8. The method of claim 7, wherein a first state of a first bit position of the three bit positions indicates a location of the first data portion.

9. The method of claim 7, wherein:

a first state of a first bit position of the three bit positions indicates that the processing circuit is to operate in the active idle mode for the first half of all the data chunks associated with the FLIT header; and

a second state of the first bit position of the three bit positions indicates that the processing circuit is to operate in the active idle mode for a second half of all the data chunks associated with the FLIT header.

10. The method of claim 7, wherein:

the FLIT header is a 256-byte unit FLIT header; and

the first data portion corresponds to 124 bytes of data associated with the FLIT header.

11. A system comprising:

a first die; and

a second die connected to the first die, wherein the first die is configured to perform:

receiving, by a processing circuit of the first die, a flow control unit (FLIT) header comprising a mode indicator;

determining, by the processing circuit of the first die and based on the mode indicator, to operate the processing circuit in an active idle mode for a first data portion associated with the FLIT header; and

operating, by the processing circuit, in the active idle mode.

12. The system of claim 11, wherein the operating in the active idle mode comprises operating a physical-layer circuit of the processing circuit at a reduced power consumption level based on a scrambler circuit or an analog front-end (AFE) circuit of the physical-layer circuit.

13. The system of claim 11, wherein the operating in the active idle mode comprises sending, to a physical-layer circuit, information indicating that the first data portion comprises non-valid data.

14. The system of claim 11, wherein the mode indicator corresponds to one or more bit positions in the FLIT header.

15. The system of claim 14, wherein:

the mode indicator is encoded by two bit positions in the FLIT header; and

the first data portion corresponds to all data chunks associated with the FLIT header.

16. The system of claim 14, wherein:

the mode indicator is encoded by three bit positions in the FLIT header; and

the first data portion corresponds to a first half of all data chunks associated with the FLIT header.

17. The system of claim 16, wherein:

a first state of a first bit position of the three bit positions indicates that the processing circuit of the first die is to operate in the active idle mode for the first half of all the data chunks associated with the FLIT header; and

a second state of the first bit position of the three bit positions indicates that the processing circuit of the first die is to operate in the active idle mode for a second half of all the data chunks associated with the FLIT header.

18. A device comprising:

a processing circuit; and

a memory storing instructions that, based on being executed by the processing circuit, cause the processing circuit to perform:

receiving, by the processing circuit, a flow control unit (FLIT) header comprising a mode indicator;

determining, by the processing circuit and based on the mode indicator, to operate the processing circuit in an active idle mode for a first data portion associated with the FLIT header; and

operating, by the processing circuit, in the active idle mode.

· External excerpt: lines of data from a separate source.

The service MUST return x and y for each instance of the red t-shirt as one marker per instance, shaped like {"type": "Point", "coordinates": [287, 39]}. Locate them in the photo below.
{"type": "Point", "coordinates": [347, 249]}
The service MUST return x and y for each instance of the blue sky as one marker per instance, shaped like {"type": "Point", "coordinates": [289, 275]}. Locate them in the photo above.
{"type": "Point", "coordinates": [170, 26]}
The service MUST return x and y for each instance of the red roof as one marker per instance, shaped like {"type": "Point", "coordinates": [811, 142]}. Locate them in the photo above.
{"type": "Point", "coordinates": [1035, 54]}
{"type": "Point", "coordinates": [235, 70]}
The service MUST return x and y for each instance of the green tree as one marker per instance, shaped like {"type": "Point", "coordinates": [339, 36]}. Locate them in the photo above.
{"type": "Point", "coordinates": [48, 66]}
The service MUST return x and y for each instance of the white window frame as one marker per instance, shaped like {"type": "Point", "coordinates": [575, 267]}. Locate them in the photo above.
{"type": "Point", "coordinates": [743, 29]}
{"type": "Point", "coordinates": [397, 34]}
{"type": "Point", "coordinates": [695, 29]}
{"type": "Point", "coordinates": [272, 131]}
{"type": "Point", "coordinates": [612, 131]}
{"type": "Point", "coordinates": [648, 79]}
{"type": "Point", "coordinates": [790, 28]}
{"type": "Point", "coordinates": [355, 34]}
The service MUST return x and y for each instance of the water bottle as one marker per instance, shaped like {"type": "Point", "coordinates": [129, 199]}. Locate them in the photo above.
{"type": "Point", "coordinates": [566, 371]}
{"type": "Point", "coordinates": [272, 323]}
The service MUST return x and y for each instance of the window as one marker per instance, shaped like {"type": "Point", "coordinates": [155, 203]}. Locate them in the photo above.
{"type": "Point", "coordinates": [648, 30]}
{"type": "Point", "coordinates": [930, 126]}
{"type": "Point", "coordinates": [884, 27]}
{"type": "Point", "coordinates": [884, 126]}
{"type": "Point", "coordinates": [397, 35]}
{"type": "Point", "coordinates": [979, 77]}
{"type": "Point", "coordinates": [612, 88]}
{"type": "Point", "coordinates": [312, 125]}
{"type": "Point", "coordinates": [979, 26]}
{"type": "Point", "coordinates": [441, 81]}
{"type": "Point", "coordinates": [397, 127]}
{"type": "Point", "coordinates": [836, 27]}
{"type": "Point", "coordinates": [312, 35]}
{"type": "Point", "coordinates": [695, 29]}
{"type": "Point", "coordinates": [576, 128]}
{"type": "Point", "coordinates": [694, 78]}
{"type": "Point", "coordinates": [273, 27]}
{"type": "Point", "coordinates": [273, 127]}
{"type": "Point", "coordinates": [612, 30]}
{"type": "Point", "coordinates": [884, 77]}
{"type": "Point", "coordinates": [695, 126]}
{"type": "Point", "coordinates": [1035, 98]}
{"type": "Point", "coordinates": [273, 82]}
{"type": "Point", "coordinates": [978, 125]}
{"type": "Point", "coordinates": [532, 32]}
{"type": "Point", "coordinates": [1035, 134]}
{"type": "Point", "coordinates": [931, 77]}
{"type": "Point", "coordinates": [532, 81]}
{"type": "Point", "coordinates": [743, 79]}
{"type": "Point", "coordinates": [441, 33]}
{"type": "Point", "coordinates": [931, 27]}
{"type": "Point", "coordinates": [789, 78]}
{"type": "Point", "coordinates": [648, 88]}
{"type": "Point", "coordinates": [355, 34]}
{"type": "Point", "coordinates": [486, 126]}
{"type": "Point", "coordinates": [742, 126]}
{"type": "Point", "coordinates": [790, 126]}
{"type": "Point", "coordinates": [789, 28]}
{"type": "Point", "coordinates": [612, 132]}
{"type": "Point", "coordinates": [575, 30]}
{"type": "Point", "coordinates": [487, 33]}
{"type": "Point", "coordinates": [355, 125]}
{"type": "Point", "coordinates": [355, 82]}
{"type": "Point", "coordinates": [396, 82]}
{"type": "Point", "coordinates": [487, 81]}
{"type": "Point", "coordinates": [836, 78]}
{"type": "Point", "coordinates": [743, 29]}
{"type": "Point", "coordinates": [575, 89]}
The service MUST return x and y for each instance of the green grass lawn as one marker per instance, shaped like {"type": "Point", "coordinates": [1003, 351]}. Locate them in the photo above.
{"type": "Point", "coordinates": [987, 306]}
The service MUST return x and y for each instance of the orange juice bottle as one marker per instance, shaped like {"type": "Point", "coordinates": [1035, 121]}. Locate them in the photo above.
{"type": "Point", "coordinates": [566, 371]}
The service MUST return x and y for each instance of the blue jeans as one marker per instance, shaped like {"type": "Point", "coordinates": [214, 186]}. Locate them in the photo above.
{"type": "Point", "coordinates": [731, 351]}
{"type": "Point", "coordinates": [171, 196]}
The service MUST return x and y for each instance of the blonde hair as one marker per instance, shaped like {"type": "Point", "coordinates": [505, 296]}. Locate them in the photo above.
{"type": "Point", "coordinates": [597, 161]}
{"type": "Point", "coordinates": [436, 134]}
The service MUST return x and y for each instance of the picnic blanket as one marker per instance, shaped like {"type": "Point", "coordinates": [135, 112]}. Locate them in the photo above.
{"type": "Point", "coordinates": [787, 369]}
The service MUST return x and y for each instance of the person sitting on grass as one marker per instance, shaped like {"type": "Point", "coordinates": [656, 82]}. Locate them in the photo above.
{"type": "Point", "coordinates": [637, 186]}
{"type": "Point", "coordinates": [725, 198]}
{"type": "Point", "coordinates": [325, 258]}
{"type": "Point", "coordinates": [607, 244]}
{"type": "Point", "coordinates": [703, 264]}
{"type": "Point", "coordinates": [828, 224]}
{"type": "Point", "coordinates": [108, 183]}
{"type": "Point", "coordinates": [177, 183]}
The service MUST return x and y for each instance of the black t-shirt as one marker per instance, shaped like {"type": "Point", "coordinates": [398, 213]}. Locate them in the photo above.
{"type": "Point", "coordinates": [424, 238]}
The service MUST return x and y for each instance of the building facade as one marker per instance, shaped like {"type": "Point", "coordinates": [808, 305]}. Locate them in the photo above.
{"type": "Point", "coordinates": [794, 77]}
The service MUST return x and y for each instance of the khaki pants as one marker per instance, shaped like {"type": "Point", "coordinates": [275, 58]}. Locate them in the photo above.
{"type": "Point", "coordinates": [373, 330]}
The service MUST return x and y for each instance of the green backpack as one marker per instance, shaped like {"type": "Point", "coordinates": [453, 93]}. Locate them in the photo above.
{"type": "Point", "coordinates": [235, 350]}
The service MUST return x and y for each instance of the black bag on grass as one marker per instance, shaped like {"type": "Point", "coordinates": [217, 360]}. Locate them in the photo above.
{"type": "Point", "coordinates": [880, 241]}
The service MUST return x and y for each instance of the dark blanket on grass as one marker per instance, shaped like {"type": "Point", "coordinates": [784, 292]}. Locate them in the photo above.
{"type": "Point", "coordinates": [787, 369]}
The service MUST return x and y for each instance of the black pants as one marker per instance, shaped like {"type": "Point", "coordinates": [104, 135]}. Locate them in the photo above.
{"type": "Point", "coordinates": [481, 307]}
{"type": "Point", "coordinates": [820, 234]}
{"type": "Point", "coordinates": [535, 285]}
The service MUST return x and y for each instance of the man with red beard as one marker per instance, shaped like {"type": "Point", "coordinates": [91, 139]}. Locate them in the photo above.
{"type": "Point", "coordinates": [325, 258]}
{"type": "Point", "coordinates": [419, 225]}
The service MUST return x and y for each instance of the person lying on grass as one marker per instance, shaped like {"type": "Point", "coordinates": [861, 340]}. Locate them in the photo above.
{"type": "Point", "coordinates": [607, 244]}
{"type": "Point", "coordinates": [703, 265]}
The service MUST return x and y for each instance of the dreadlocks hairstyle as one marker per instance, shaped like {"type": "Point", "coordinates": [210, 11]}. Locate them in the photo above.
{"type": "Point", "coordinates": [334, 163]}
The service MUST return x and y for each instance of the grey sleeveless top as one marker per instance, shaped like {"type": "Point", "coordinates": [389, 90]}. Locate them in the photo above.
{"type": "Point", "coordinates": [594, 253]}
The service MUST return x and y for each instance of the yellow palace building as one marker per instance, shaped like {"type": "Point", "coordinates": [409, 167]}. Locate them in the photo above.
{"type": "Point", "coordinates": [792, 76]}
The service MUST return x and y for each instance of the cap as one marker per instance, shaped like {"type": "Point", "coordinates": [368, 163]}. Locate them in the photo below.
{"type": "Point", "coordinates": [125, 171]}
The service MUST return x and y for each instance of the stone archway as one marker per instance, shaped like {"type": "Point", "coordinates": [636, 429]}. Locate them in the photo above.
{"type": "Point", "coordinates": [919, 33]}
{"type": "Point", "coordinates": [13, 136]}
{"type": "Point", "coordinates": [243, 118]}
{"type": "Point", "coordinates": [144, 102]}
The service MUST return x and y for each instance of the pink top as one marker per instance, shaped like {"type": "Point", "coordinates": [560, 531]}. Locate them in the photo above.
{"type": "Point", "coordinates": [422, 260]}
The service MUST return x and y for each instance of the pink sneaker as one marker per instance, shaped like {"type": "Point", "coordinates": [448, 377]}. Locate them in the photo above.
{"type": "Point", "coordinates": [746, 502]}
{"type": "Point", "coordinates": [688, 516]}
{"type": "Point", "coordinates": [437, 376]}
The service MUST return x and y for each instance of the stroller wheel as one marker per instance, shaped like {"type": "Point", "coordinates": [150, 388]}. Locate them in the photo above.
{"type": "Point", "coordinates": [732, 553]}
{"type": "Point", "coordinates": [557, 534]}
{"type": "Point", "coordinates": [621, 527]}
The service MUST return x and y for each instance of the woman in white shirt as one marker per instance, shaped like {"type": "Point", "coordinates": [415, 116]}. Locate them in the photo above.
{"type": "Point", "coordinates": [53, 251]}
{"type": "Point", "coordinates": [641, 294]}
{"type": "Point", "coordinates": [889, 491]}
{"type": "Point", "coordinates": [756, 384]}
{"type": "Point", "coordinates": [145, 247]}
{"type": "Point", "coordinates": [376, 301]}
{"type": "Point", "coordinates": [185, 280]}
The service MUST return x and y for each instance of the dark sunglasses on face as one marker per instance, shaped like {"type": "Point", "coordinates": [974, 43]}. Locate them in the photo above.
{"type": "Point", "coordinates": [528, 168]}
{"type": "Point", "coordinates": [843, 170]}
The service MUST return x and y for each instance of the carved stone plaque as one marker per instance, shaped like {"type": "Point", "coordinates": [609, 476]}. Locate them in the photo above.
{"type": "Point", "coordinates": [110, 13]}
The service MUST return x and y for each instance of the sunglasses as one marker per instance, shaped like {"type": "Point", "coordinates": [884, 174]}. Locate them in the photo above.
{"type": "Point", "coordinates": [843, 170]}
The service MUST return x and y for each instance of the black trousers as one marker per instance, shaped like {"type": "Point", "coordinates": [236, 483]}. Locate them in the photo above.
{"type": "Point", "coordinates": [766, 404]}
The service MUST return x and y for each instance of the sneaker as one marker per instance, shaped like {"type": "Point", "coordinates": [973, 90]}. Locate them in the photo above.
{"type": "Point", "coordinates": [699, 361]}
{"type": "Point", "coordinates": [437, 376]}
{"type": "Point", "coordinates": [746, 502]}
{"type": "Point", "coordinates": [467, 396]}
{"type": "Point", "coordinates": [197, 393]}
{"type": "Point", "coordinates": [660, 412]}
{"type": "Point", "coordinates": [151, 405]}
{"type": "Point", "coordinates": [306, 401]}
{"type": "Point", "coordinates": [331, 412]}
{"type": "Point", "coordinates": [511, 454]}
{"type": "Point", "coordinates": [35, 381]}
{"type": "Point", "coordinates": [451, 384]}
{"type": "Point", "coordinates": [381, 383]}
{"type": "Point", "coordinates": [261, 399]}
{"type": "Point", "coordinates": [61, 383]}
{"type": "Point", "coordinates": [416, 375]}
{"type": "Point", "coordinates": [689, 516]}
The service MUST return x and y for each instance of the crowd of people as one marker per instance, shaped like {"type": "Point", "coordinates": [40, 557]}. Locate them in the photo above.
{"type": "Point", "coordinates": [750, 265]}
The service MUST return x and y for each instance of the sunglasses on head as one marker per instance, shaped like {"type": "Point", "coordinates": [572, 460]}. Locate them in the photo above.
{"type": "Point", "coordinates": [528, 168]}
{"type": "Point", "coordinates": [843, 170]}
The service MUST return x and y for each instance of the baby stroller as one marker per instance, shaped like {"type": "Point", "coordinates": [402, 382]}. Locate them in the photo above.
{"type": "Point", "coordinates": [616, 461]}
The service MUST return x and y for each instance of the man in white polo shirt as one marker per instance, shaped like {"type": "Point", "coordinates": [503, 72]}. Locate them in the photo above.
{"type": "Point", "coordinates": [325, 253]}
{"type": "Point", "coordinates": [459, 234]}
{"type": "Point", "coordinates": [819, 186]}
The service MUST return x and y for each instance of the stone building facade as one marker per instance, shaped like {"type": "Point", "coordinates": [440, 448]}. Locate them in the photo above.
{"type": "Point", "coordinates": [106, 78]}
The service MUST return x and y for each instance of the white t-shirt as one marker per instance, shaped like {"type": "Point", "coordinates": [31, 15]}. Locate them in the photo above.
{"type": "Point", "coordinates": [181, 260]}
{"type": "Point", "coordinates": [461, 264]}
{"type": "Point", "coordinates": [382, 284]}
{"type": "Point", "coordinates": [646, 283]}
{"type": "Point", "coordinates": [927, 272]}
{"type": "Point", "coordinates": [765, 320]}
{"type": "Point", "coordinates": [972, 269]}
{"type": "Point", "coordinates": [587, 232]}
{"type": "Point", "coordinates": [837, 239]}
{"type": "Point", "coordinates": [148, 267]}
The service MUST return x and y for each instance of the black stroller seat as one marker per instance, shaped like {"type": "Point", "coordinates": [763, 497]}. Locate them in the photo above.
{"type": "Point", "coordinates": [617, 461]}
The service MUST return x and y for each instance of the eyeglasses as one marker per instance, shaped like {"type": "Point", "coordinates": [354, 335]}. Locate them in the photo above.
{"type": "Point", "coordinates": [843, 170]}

19. The device of claim 18, wherein the operating in the active idle mode comprises operating a physical-layer circuit of the processing circuit at a reduced power consumption level based on a scrambler circuit or an analog front-end (AFE) circuit of the physical-layer circuit.

20. The device of claim 18, wherein the operating in the active idle mode comprises sending, to a physical-layer circuit, information indicating that the first data portion comprises non-valid data.